Yet another zero-day from Microsoft

As the entire world is going through the Pandemic situation, struggling with BCP and building and expanding infrastructure to support remote work policy. in addition, Microsoft released its security advisory stating two zero-days have been acknowledged by its security team.

Introduction

Yesterday morning Microsoft released its second security advisory stating the team is aware of the two zero-days exploited in a limited targeted attack.

The weakness in the Adobe font manager library allows attackers to take control of the system remotely in remote code execution attacks.

There are multiple ways to exploit this vulnerability for instance tricking users to open a specially crafted work document or forcing users to open windows pane.

It seems phishing would be the right method to trick users and exploit this vulnerability. However, there is no public exploit present as of now and this vulnerability was exploited in a targeted attack that means it’s a state-sponsored attack against specific government and industries.

Remediation

Earlier I mentioned the good news here is the bad news, no official patch related by Microsoft to mitigate this vulnerability.

Microsoft said the team is still working on the patch . I feel it would available for next month’s patching cycle.

Microsoft though has published three workarounds to mitigate the risk of being exploited.

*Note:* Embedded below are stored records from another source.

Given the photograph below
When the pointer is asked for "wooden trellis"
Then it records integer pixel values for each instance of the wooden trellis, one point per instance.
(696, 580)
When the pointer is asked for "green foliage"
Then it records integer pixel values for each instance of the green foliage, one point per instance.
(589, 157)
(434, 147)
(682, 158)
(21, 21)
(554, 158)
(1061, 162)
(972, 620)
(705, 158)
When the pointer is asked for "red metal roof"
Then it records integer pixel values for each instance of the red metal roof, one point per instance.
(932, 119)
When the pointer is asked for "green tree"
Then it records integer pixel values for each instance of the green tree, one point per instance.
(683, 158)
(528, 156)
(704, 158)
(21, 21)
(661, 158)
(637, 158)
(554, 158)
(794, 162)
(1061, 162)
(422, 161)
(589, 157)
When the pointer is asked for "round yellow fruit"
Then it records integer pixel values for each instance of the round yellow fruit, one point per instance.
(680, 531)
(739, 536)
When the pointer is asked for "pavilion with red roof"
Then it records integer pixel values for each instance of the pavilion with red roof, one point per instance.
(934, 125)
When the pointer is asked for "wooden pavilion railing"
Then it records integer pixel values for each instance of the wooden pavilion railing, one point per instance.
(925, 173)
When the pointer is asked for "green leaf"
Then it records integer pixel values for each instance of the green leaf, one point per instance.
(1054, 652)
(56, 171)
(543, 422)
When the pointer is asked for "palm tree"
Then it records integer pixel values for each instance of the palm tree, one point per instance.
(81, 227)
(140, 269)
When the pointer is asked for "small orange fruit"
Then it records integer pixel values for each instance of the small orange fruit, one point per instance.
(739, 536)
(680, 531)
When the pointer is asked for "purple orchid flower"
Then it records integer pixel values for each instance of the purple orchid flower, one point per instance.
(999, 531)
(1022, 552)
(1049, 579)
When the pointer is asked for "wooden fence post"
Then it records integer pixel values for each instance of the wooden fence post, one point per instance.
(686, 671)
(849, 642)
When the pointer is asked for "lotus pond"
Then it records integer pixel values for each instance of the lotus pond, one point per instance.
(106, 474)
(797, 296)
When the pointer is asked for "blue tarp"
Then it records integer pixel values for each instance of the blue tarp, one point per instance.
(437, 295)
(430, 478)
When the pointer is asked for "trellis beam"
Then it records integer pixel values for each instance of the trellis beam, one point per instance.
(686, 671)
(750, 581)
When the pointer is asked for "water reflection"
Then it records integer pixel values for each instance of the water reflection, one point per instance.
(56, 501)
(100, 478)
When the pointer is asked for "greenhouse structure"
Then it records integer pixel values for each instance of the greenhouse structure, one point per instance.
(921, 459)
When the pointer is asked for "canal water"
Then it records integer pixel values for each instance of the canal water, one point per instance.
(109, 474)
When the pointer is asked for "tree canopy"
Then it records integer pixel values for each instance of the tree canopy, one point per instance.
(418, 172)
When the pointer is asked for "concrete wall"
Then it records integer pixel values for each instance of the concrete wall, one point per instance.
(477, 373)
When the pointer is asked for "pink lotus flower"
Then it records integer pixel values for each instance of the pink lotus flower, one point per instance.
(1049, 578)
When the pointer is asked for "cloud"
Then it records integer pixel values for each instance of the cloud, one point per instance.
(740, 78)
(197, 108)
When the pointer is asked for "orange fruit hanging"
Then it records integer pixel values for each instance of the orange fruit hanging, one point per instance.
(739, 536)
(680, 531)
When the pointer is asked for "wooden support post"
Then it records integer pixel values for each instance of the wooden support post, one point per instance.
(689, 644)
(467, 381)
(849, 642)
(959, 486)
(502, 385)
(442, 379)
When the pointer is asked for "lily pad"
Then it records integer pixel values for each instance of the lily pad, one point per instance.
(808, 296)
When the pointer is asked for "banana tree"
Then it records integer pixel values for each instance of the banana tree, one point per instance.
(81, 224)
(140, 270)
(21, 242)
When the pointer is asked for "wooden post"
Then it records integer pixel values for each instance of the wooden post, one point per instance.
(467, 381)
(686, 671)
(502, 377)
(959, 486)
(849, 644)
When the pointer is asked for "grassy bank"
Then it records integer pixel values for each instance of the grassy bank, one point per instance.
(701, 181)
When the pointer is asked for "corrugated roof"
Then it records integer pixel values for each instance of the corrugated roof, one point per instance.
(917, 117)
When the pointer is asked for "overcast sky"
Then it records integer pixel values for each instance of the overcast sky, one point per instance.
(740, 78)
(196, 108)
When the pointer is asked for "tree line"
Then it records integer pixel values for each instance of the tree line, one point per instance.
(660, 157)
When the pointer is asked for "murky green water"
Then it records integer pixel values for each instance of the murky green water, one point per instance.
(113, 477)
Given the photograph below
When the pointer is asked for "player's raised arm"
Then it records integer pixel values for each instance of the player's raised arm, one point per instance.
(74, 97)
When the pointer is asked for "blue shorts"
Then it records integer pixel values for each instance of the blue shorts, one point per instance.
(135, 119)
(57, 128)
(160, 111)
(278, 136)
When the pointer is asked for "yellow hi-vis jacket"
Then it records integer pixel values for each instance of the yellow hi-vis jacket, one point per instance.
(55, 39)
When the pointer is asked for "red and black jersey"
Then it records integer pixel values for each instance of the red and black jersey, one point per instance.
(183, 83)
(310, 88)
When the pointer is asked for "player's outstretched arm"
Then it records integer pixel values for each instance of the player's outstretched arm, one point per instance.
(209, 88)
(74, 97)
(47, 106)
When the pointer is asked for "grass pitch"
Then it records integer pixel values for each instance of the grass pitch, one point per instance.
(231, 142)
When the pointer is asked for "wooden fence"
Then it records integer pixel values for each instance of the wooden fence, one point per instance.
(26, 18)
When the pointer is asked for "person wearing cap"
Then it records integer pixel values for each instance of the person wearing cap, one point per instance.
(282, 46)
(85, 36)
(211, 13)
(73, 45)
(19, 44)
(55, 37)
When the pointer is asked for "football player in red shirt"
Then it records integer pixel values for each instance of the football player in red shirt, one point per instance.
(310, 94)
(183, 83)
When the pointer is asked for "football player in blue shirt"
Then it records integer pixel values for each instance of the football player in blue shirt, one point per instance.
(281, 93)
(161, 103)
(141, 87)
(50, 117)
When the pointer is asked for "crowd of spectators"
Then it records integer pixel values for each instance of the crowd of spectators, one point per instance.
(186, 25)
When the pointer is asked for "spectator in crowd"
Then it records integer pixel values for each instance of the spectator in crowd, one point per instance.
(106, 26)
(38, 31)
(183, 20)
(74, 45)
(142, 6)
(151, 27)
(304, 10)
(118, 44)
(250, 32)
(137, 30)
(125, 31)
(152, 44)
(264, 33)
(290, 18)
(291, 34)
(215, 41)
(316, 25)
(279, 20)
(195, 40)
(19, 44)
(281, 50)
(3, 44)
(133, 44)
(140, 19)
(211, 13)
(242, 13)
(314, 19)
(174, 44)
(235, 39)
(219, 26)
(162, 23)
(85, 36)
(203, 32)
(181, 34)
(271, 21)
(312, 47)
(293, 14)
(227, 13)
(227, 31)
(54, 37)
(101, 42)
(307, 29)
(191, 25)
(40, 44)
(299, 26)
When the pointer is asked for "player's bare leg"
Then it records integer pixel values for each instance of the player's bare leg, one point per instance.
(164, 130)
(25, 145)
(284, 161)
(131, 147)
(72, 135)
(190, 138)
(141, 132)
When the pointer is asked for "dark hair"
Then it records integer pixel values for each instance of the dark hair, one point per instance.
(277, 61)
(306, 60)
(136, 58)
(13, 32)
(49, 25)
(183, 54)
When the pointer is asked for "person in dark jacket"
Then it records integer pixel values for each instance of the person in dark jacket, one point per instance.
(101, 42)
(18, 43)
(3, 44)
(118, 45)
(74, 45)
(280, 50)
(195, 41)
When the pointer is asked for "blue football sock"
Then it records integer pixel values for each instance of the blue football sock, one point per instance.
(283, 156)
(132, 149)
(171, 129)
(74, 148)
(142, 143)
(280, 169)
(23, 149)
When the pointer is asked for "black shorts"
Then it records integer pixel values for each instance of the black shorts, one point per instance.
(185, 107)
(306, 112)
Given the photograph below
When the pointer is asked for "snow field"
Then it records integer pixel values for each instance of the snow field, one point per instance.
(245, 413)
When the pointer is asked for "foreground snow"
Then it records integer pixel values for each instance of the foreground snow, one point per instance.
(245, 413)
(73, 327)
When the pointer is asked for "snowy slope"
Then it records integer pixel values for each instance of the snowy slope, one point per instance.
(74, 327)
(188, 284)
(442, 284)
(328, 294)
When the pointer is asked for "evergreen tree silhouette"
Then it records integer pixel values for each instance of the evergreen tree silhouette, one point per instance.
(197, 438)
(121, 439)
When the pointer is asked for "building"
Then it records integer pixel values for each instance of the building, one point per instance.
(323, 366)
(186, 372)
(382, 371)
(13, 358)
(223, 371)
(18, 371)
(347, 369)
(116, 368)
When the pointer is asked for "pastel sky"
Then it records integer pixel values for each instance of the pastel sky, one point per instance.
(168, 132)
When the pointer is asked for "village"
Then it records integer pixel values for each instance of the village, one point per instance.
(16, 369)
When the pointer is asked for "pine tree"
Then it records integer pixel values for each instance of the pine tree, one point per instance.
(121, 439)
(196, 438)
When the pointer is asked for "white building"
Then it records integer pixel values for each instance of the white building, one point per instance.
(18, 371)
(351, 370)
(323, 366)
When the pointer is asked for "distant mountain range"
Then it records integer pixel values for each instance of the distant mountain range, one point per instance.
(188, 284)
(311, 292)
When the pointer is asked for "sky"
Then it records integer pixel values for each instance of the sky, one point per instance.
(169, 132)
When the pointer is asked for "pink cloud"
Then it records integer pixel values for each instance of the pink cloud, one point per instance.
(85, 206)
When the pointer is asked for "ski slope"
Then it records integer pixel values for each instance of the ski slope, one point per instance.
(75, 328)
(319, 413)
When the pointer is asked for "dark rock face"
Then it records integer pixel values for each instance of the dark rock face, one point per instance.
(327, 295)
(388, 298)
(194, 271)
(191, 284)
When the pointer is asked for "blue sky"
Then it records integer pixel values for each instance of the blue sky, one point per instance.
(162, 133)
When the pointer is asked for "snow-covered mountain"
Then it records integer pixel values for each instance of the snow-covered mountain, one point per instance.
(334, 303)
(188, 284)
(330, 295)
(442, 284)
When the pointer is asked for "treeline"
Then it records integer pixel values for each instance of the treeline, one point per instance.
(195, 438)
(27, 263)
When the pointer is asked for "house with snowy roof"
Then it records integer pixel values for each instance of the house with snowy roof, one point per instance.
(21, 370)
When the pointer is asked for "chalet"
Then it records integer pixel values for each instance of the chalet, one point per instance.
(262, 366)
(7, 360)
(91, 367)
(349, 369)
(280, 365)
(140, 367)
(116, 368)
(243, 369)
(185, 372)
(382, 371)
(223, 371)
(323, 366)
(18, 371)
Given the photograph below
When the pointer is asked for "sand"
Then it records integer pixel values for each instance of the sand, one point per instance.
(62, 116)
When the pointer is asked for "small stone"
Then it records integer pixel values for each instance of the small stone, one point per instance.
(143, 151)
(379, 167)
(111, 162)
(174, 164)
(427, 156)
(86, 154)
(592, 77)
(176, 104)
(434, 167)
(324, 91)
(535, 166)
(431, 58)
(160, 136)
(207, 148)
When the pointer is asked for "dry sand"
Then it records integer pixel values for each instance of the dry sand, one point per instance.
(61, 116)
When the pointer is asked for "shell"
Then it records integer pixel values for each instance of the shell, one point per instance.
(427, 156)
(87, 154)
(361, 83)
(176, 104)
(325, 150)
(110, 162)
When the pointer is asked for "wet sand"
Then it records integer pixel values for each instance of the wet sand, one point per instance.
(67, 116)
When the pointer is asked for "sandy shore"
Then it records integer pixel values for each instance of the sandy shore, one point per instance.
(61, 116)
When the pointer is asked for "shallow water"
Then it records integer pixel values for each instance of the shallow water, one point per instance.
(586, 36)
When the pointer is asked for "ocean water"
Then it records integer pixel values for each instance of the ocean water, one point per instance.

  1. Disable the WebClient service
  2. Rename ATMFD.DLL
  3. Disable the Preview Pane and Details Pane in Windows Explorer

Conclusion

This is the second Zero-Day published by Microsoft in 2020. however, more will come in the coming months. The only way to protect the organization from this vulnerability is to apply the workaround mentioned in the advisory. in addition, closely monitor any development around this vulnerability.

Updates

24th March 2020

Microsoft released another advisory where they have noticed limited targeted exploitation of this vulnerability for Windows 7, Windows Server 2008, Windows Server 2012 Operating systems.

Microsoft also acknowledged there is no targeted attack against Windows 10, Windows Server 2016, and Windows Server 2019 operating systems.